Popular movements want the Honduran Supreme Court to confirm the sentences of perpetrators  already convicted

Translated by: Ana Paula Rocha

Brasil de Fato | São Paulo |
Berta Cáceres in the riverbanks, western Honduras, where she stood against a transnational project - Goldman Environmental Prize

Popular movements and the family of Berta Cáceres, the Honduran activist murdered in 2016, are demanding that the country's justice system hold the perpetrators of the crime accountable.

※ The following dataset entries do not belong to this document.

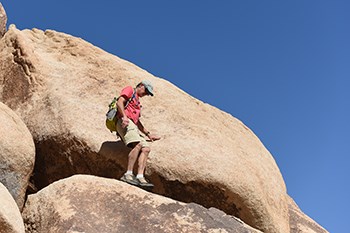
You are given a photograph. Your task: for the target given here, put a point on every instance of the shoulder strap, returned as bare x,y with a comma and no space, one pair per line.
131,98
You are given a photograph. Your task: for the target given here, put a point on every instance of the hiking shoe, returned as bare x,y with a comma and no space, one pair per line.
130,179
144,183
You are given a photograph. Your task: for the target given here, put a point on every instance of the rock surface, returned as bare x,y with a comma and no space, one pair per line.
61,86
3,21
17,154
300,222
84,203
10,217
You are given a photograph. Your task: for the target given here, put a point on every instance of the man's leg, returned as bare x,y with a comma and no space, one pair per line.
143,160
134,153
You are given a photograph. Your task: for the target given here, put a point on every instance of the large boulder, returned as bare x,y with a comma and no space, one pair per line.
10,218
3,20
61,86
17,154
84,203
300,222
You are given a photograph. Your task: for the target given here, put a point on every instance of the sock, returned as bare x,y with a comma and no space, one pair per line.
128,173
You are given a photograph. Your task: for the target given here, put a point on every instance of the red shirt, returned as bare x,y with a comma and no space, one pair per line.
133,109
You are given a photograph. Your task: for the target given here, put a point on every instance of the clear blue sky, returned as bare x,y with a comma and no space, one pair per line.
282,67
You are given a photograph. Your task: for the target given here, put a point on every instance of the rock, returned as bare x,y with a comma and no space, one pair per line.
61,86
3,21
17,154
300,222
85,203
10,217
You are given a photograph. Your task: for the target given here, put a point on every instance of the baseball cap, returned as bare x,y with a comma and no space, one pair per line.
148,85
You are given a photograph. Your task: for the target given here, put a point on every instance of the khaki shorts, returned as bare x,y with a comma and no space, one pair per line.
130,134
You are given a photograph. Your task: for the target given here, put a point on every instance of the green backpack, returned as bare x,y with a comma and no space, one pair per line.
112,116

Cáceres was the coordinator of the Civic Council of Popular and Indigenous Organizations of Honduras (COPINH, in Spanish) and opposed the construction of the Agua Zarca hydroelectric plant project on the Gualcarque River, considered a sacred place for the Lenca Indigenous peoples. In the early hours of March 3, 2016, she was killed at home in the town of La Esperanza, in southwestern Honduras. Armed men stormed the place where she was and shot her dead.

“Eight years after the crime, the justice system in Honduras has not confirmed the sentences of the men convicted for the crime and has not prosecuted the intellectual authors [of the crime],” Laura Zúniga, Berta’s daughter, told the press on Wednesday (5). The sentences must be confirmed."

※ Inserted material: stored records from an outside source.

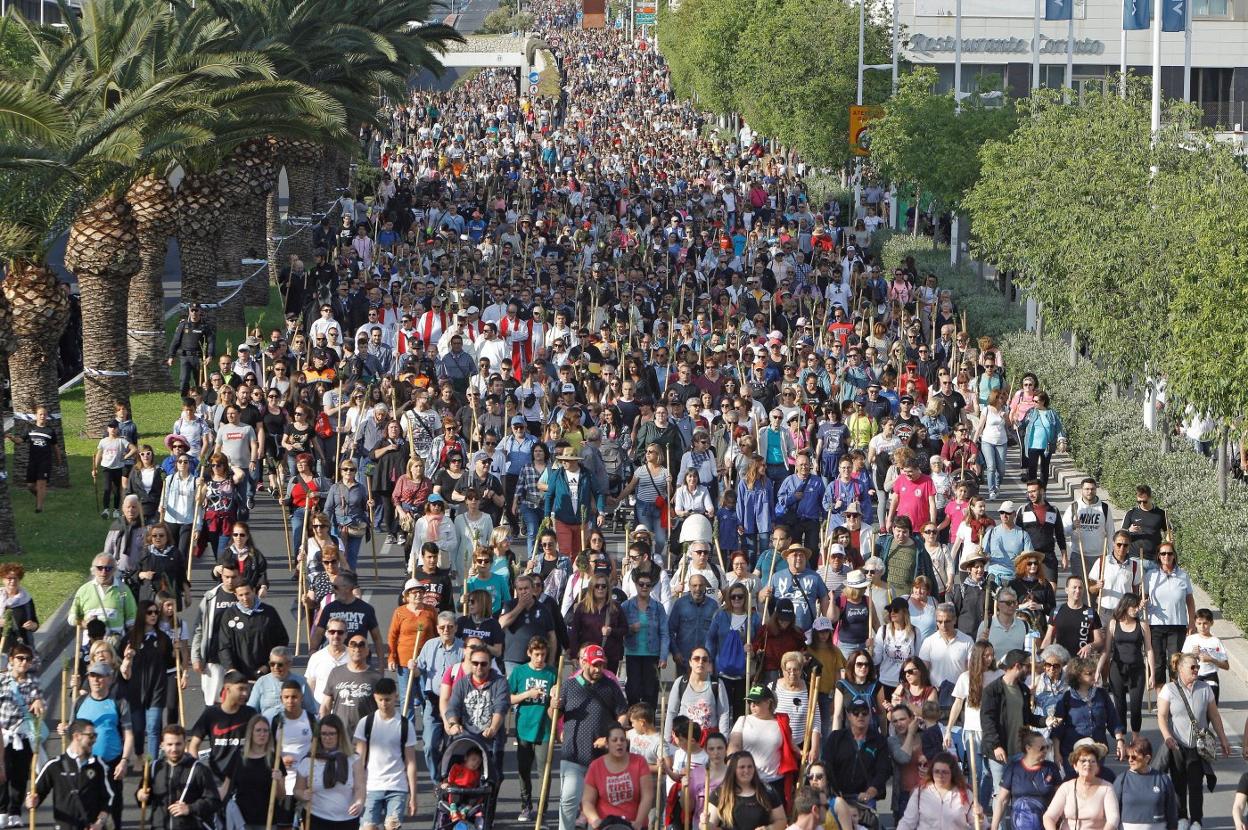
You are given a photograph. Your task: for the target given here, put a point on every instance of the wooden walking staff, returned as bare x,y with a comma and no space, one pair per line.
142,805
810,724
554,727
307,815
411,672
272,785
195,529
372,531
689,778
34,769
975,776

Eight people have already been convicted for the crime, but the sentences need to be confirmed by the Honduran Supreme Court. In 2022, the court sentenced David Castillo, former manager of the Desarrollos Energéticos (Desa, in Spanish) company and responsible for the Agua Zarca hydroelectric plant project, to 22 years and 6 months in prison. In 2018, seven other people were sentenced to between 30 and 50 years in prison for the crime.

The Honduran courts found that Desa whose owner is the Atala family, ordered the murder of Cáceres because of the alleged delays and economic damage caused by the environmentalist's protests. 

Bertha Zúniga, another of Cáceres' daughters, said that the country's press did not report the crime as it should have, and avoided mentioning the Atala family.

"The Honduran media receive funding from Atala's companies. Journalists who interview us make it clear that if we mention the word Atala, the interview will not be published,” she explained. “That's why we need international pressure.”

The activist emerged as an important national leader of the Honduran refoundation movement after the 2009 coup d'état.

Before she was killed, she was threatened, intimidated, criminalized and physically assaulted by members of the country's security forces and people linked to private companies.

For her work and struggle, Berta has won international recognition. In 2015, she received the Goldman Environmental Prize and was included on Time magazine's list of the 100 most influential people in the world. Her murder caused worldwide commotion.

Despite the attacks targeting environmental defenders, Honduras has not signed the Escazú Agreement, the first environmental human rights treaty in Latin America and the Caribbean that obliges signatory states to protect environmental defenders. The agreement came into force on April 22, 2021.